Because medical marijuana businesses have trouble getting banks to work with them out of concerns over breaking federal drug laws, many of those dispensaries have a lot of cash on hand.
"Any business that has large cash on hand is high potential for crime," Howard said.
Howard also noted other safety issues around the cultivation of marijuana. One out of every 22 marijuana grow operations has an unintended fire, adding that the residential grow operations have more of those fires.
Councilman Chris Nevitt said the crime stats showed that regulation and control by the city is better than what would occur if the city wasn't involved.
"The big problems are coming from people growing in their homes under the radar," he said.
Michael Elliott, president and chief executive officer of the Medical Marijuana Group, agreed.

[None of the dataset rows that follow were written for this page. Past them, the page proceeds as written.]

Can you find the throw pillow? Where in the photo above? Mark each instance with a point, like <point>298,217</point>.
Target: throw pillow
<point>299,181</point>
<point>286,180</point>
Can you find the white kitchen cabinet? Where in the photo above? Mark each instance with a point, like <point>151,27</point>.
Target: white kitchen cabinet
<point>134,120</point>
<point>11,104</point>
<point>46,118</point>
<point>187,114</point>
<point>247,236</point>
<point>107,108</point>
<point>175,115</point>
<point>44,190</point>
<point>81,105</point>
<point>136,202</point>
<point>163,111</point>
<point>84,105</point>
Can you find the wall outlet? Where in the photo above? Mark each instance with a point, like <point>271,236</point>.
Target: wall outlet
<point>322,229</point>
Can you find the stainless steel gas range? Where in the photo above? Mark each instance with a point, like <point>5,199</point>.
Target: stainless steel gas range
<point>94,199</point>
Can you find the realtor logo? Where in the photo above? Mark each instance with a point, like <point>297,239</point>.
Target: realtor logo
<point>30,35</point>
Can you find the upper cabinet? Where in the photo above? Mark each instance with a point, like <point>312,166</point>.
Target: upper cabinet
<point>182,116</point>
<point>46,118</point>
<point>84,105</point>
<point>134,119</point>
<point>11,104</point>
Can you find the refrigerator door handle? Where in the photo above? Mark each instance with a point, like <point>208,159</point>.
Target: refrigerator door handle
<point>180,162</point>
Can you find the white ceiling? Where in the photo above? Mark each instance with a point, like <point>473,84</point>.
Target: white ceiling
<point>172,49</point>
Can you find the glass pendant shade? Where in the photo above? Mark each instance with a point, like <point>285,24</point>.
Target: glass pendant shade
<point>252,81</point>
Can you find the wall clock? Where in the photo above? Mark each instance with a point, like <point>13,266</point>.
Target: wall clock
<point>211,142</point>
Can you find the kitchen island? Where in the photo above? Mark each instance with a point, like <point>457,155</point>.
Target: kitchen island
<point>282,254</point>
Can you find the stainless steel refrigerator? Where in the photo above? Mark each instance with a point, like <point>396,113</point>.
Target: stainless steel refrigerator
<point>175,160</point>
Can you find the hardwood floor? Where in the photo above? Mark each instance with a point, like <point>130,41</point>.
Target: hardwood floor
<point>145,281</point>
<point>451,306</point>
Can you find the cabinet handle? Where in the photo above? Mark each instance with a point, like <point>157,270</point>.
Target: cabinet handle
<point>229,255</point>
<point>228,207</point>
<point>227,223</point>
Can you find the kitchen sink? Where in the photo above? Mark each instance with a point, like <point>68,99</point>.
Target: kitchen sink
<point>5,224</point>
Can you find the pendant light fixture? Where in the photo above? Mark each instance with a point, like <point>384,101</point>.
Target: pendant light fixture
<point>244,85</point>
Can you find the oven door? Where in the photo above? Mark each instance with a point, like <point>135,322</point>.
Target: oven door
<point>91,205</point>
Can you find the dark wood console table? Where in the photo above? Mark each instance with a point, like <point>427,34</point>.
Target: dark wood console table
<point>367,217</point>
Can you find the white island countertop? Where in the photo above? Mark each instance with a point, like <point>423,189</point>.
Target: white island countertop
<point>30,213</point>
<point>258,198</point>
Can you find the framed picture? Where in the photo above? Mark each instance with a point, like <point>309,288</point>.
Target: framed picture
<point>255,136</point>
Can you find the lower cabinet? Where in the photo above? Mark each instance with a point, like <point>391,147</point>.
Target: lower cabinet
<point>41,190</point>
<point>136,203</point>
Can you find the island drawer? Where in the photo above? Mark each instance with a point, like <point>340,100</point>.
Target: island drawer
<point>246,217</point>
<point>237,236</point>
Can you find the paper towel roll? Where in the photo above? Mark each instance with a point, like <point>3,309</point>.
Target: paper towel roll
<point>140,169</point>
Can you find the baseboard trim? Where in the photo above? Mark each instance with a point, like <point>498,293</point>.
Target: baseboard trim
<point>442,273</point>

"One thing that is true, statewide marijuana use is now decriminalized," he said. "It is legal to possess it. We know it will be sold in Denver. Do we want to control it or not? The chief said the biggest problem are the home grows. Is it going to be sold in homes and neighborhoods around the city or in licensed, controlled and taxed businesses?"

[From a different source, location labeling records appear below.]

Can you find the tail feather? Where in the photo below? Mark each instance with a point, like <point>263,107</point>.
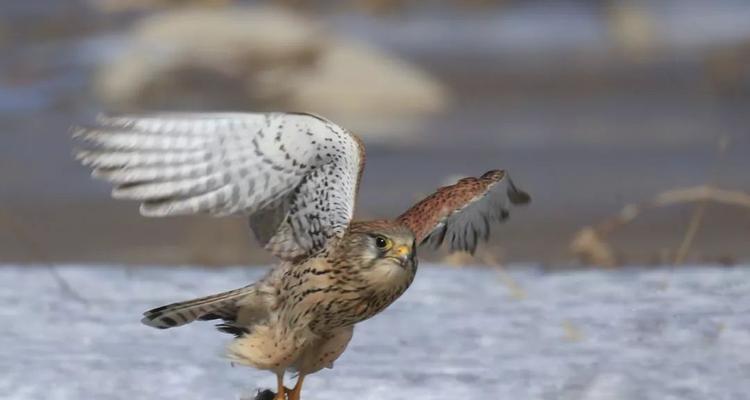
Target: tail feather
<point>221,305</point>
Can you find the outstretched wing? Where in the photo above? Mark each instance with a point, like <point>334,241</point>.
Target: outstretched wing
<point>295,175</point>
<point>461,213</point>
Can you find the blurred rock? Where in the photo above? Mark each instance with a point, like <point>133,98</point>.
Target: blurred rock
<point>254,58</point>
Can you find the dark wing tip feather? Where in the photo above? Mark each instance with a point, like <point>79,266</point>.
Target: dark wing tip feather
<point>460,214</point>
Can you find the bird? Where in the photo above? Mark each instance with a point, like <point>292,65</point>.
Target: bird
<point>295,177</point>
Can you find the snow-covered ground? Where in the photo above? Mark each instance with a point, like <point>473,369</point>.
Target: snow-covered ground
<point>456,334</point>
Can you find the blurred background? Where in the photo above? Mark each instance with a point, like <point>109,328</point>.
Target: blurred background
<point>627,120</point>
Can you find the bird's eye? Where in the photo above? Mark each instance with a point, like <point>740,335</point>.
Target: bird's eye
<point>382,242</point>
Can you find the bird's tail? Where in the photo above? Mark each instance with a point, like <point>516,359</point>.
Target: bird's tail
<point>222,305</point>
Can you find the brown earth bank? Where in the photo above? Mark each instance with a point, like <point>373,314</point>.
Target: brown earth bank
<point>103,232</point>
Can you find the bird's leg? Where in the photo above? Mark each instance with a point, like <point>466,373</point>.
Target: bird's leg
<point>280,388</point>
<point>295,393</point>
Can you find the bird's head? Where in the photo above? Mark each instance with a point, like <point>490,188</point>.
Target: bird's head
<point>383,252</point>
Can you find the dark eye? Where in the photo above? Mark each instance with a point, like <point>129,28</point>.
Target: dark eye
<point>381,242</point>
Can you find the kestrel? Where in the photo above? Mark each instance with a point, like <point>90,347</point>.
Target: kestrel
<point>296,177</point>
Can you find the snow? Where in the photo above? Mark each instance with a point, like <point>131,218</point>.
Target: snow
<point>681,333</point>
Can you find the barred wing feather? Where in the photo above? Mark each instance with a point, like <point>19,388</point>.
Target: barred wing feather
<point>295,175</point>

The council was going to take a formal vote in March on whether to pursue regulating recreational marijuana or opt out altogether. Members decided Monday to delay that decision for another month to hear from others, such as Denver Health and Denver Human Services on the social and implications of marijuana.
The council in April also will vote on whether to allow marijuana dens where patrons can gather legally to consume marijuana.
The city is under a tight deadline to come up with a plan. The state legislature, which is working on how to regulate marijuana, adjourns May 8. Amendment 64 calls for regulations to be promulgated by July 1.
By Oct. 1, the state will begin accepting and processing licenses. That gives the city three months to decide on and implement its own regulations for the Jan. 1, 2014, deadline.
"Is Denver going to opt out," asked Councilman Charlie Brown, who is chairing the special committee set up to figure out what Denver is going to do. "I can't imagine we won't. It's called the will of the voters."